L’Union Taurine Biterroise, le plus ancien, le plus connu et le plus riche de tous les clubs taurins biterrois est en pleine tourmente.
On s’y dispute férocement le pouvoir. Pourquoi ?
Qu’est-ce donc qu’un club taurin et quel rôle joue-t-il ?
Détrompez-vous : ce n’est pas une association d’amoureux du toreo. D’après le chroniqueur taurin Pierre Albert Blain, les aficionados de verdad, sincèrement épris de tauromachie, ne sont pas plus de cinq mille dans toute la France. Ils sont donc très minoritaires même dans les clubs taurins. Nombreux en revanche dans ces clubs sont les hommes d’affaires, les politiciens, les journalistes et les snobs.
Les snobs, à qui les media répètent que les boucheries charcuteries des corridas sont hautement artistiques et culturelles, croient que pour appartenir à la « bonne » société, il faut fréquenter les soirées, les cocktails, les dîners, les nuits de gala et autres réunions mondaines des clubs taurins.
Pour les politiciens, les journalistes et les affairistes, les clubs taurins sont des lieux de rencontre où on peut facilement se faire d’utiles et nombreuses relations et pratiquer le trafic d’influence. Mais les trafics des uns se heurtent vite aux prés carrés des autres. D’où les conflits de pouvoir qui déchirent ces réseaux et y provoquent des scissions.
L’impopularité croissante de la corrida incite les notables les plus lucides à prendre leurs distances avec le milieu taurin. Il y a quelques années, les vedettes de la politique et du show business, qui s’affichaient naguère si complaisamment, pour faire leur pub, au premier rang des arènes ou dans le callejon, ont brusquement déserté les corridas.

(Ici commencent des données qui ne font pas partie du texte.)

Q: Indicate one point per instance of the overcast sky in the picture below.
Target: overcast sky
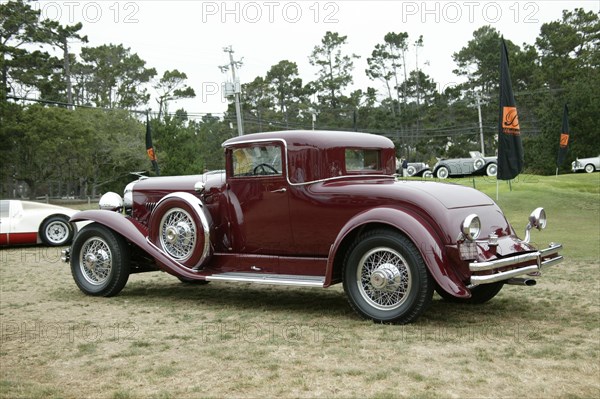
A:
(190, 35)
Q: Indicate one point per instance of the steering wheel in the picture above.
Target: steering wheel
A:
(263, 168)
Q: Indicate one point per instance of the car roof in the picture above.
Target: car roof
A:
(316, 138)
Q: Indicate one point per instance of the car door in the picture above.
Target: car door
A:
(257, 192)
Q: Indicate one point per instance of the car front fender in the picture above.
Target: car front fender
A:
(419, 232)
(137, 234)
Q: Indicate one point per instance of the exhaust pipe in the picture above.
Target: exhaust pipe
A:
(521, 281)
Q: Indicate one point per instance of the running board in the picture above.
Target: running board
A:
(275, 279)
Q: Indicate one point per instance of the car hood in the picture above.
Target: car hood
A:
(451, 196)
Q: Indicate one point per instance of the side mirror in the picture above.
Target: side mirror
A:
(199, 187)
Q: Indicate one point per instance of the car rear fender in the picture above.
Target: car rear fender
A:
(137, 234)
(417, 230)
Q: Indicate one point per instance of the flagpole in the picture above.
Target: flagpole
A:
(497, 184)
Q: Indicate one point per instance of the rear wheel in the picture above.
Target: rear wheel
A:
(385, 278)
(99, 261)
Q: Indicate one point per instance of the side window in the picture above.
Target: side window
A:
(257, 160)
(360, 159)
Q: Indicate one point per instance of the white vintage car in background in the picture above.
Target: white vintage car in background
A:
(588, 164)
(24, 222)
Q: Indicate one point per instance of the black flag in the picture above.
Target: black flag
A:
(150, 148)
(510, 147)
(564, 138)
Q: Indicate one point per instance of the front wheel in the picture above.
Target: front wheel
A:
(491, 170)
(442, 172)
(385, 278)
(99, 261)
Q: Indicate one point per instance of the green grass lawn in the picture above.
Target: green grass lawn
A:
(160, 338)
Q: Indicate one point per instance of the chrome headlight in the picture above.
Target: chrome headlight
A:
(537, 219)
(471, 227)
(128, 195)
(110, 202)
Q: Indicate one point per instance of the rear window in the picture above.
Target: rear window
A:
(361, 159)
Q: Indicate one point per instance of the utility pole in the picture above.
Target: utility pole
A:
(236, 87)
(480, 123)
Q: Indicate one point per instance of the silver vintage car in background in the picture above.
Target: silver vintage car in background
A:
(589, 165)
(476, 164)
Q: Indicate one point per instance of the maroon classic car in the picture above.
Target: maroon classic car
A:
(314, 209)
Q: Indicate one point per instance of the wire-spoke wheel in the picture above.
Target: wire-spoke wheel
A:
(178, 234)
(442, 172)
(180, 226)
(56, 231)
(386, 279)
(491, 170)
(99, 261)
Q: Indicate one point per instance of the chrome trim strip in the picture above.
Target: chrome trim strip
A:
(167, 256)
(274, 279)
(552, 262)
(494, 264)
(551, 250)
(494, 278)
(502, 276)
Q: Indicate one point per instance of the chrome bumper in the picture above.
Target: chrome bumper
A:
(539, 257)
(66, 255)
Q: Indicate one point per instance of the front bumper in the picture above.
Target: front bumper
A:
(514, 266)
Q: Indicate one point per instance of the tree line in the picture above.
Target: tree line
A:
(86, 132)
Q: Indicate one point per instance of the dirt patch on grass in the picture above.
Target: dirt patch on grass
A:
(163, 339)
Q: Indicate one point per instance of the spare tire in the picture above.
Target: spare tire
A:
(180, 226)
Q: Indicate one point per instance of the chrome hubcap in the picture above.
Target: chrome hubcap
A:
(386, 277)
(178, 233)
(56, 232)
(95, 261)
(383, 278)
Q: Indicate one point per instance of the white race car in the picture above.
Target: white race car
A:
(588, 165)
(24, 222)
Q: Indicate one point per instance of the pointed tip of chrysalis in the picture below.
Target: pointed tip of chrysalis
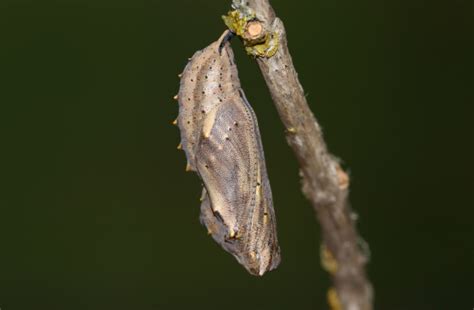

Frappé de cette désertion si soudaine, le Midi libre lui a consacré un article intitulé « Que sont les people devenus ? ». Au même moment, les commerçants du centre ville biterrois, sentant eux aussi le vent tourner, ont cessé de décorer leurs vitrines, à l’approche de la feria, avec des muletas, des banderilles et autres objets taurins. Même les politiciens ont commencé à retourner leur veste. On trouve aujourd’hui des parlementaires qui s’affichent anticorrida même dans le Gard !! C’était impensable il y a dix ans. On attend en frétillant de curiosité le moment où le député de Béziers Elie Aboud jugera prudent de changer de camp et de faire amende honorable, suivi longtemps après par le sénateur maire Raymond Couderc, dont la colonne vertébrale est notoirement moins souple.
Le succès favorise l’union. En revanche, quand le bateau coule, les dissensions explosent, chacun accusant l’autre d’avoir mal tenu le gouvernail. Les clubs taurins sont condamnés à la montée des dissensions et des scissions.